With almost 400 of the S&P 500 having reported in, we can just about wrap up 2017 proxy season, and more importantly can assemble the lessons learned from proxy season for companies that will be speaking to their investors in summer / fall shareholder engagement season.
We’ll update our data and include some of our prior comments from this year’s Top Five Lessons from the S&P 500’s 2017 Proxy Season:
- Shareholders are starting to push issuers much harder on environmental disclosures and activity. Average support for environmental-focused shareholder proposals at S&P 500 companies jumped from 20.1% in 2016 to 29.7% in 2017, and further, abstention votes fell from 9.7% to 4.2%. 4 S&P 500 proposals received outright majority support, with another 9 receiving at least 40% of votes in favor. While we’ll see during NPX season which major investors changed tendencies, we won’t be surprised if Fidelity, Vanguard, SSGA, or Geode Capital represented the swing votes between the last two years. While these proposals were concentrated into larger energy and utilities companies, even some consumer and tech companies received greater than 20% support. Companies would do well to make sure their disclosures regarding climate change and sustainability risk are in line with industry standards to avoid attracting negative shareholder attention in the future.
- After a 3-year process, proxy access is now the standard. Companies opposing shareholder proposals to enact proxy access did so with spotty results – 8 S&P 500 companies opposed shareholders calling for proxy access and saw their opposition fall short with majorities supporting the proponents; conversely, “fix” proposals to change the terms of company proxy access bylaws still saw non-trivial support (generally 18-36%) and may lead to additional management opposition in the future. The small range of S&P 500 companies that have not enacted proxy access or are on non-standard terms (3%, 3yrs, etc.) will want to review their policies, particularly given the knowledge that no shareholder yet has successfully used proxy access to propose a director.

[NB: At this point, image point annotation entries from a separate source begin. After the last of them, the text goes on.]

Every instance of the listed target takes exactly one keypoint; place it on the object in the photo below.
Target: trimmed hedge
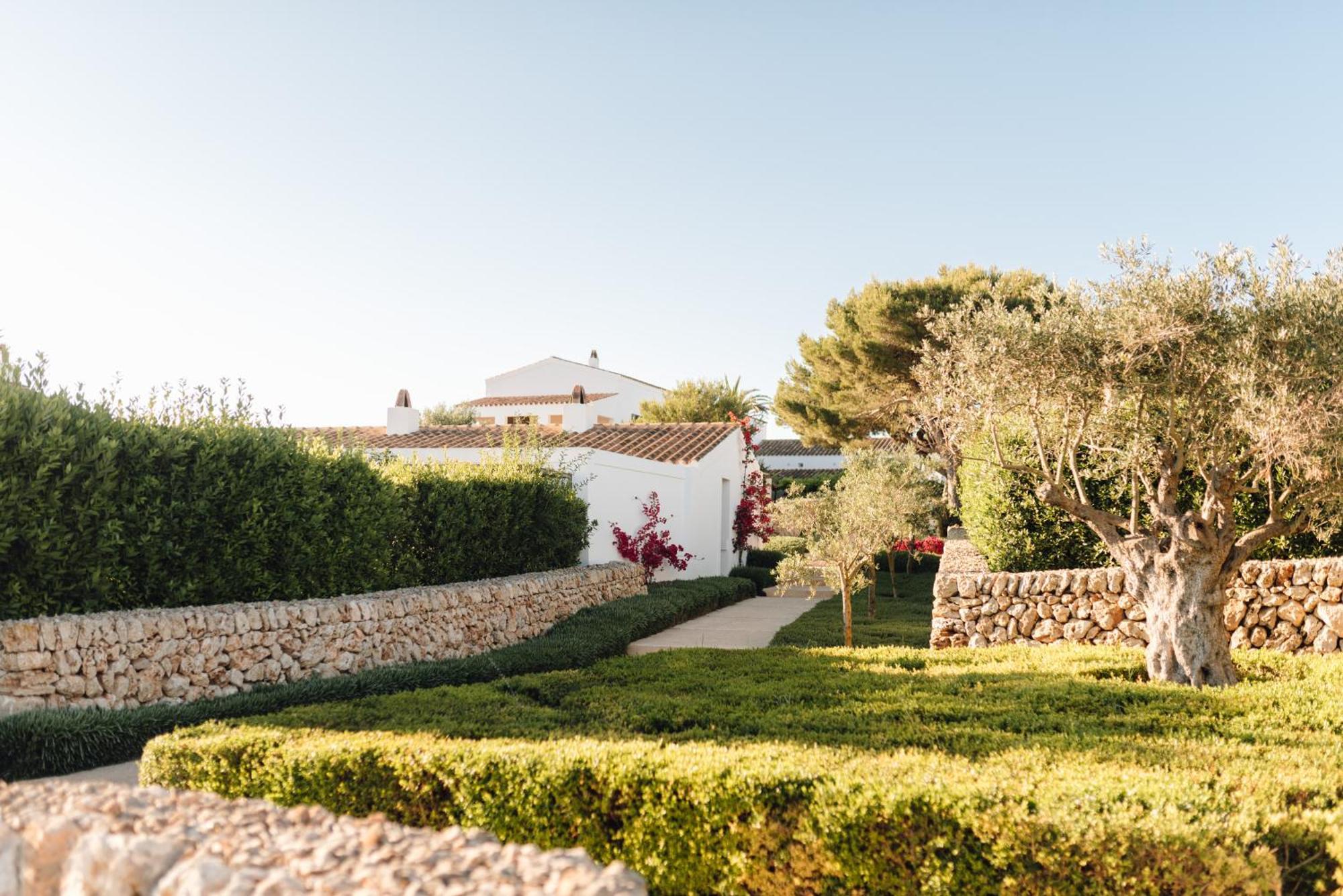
(52, 742)
(922, 564)
(780, 548)
(884, 770)
(103, 511)
(762, 577)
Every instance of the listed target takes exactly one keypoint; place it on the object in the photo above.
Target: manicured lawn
(902, 621)
(832, 770)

- Shareholders are finding less to oppose regarding say-on-pay votes. Overall average support finished the season at 91.5% for the S&P 500, up from 90.7% in 2016, with just 2 companies failing say-on-pay and another 20 lagging the 70% ISS threshold (down from 4 and 23, respectively, in 2016). Even across smaller companies, pay packages appear to be closer-aligned with shareholders – 21 of the Russell 3000 saw failed say-on-pay votes to date, compared with 35 during 2016 proxy season. That said, changes are on the horizon, as ISS and investors start to look deeper at other ways to evaluate pay and performance beyond just TSR and into other GAAP operating metrics. While investors may re-evaluate their say-on-pay policies alongside new disclosures later this year (possibly including the pay ratio metric in some cases), issuers may want to survey their investors during engagement season to see what disclosures they’ll be seeking in next year’s CD&A.

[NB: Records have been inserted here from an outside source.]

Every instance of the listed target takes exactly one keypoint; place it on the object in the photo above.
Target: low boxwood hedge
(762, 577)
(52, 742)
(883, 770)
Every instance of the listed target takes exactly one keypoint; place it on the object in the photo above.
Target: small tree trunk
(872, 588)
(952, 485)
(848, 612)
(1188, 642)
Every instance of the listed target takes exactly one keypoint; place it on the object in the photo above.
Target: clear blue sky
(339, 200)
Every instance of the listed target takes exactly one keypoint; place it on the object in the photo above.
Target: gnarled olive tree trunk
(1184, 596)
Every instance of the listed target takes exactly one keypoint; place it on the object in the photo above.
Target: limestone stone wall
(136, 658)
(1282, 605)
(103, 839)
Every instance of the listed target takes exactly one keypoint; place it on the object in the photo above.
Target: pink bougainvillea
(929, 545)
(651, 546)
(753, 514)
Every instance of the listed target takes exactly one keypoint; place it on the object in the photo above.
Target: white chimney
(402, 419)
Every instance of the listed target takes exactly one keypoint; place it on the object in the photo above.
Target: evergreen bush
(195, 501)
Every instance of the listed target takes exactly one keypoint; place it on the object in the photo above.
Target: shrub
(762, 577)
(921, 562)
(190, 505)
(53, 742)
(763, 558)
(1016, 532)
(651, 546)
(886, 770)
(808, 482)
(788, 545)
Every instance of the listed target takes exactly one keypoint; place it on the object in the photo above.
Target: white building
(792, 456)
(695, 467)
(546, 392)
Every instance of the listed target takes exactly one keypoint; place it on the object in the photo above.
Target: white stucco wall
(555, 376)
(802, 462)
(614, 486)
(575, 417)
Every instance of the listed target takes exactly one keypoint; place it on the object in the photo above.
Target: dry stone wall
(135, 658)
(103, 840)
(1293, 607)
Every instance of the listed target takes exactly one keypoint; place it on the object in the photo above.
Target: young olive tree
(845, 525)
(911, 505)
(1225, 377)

- Board structure proposals, particularly CEO / chair separation, are still a strong driver of shareholder interest. 2016 saw a surge in management support for board structure proposals, jumping from 69.3% supporting management to 78.5%. However, any issuers that thought investors had moved past this issue were sorely mistaken. 2017’s results showed 75.4% overall support for management, but included one six shareholder proposals at S&P 500 companies receiving at least 40% support. Separately, Netflix Inc., faced a board declassification proposal that received majority support (62.5% opposing management / supporting the proposal); investors are similarly becoming more forceful after the public outcry over the Snap IPO about pushing investors to adopt governance best practices (declassified board, majority voting, removing multi-class shares) on a set timeline after IPOs. Both ongoing concerns without a strong lead independent director, as well as recent flotations, will need to listen to shareholders in engagement season.

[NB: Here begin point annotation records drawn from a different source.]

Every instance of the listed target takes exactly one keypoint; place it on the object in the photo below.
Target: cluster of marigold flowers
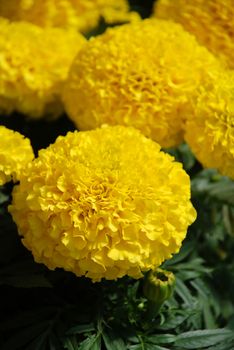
(108, 202)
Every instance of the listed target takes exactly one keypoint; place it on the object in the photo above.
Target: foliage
(42, 309)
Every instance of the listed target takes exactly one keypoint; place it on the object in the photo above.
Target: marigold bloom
(211, 21)
(103, 203)
(83, 15)
(144, 75)
(33, 67)
(211, 134)
(15, 153)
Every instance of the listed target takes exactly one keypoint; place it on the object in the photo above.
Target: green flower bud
(158, 287)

- Activism will continue, but issuers remain willing to settle before contests come to a vote. 24 Russell 3000 proxies triggered “contested” rules in 2017, down from 28 in the comparable period in 2016, with just a few high-profile situations coming to a vote (including Immunomedics, Arconic, and Buffalo Wild Wings). Further, Factset Sharkwatch notes that just 18 campaigns overall (including Russell 3000 and others) “went the distance” so far in 2017, with management winning 10, dissidents winning 7, and a split vote on the last. That said, over the comparable period in 2016, 29 contests reached the final voting stage, with management winning 21, dissidents 7, and 1 split. Activists continue to target companies at a steady clip, but the true goal of any activist investor or issuer is to create value for their respective investors, and both sides agree that the costs involved in a full proxy fight may not be the best way to generate that value. Companies that know and have the trust of their shareholders, including both the investment and voting decision makers, have a natural advantage when facing activists that may approach with their own ideas about governance at the company.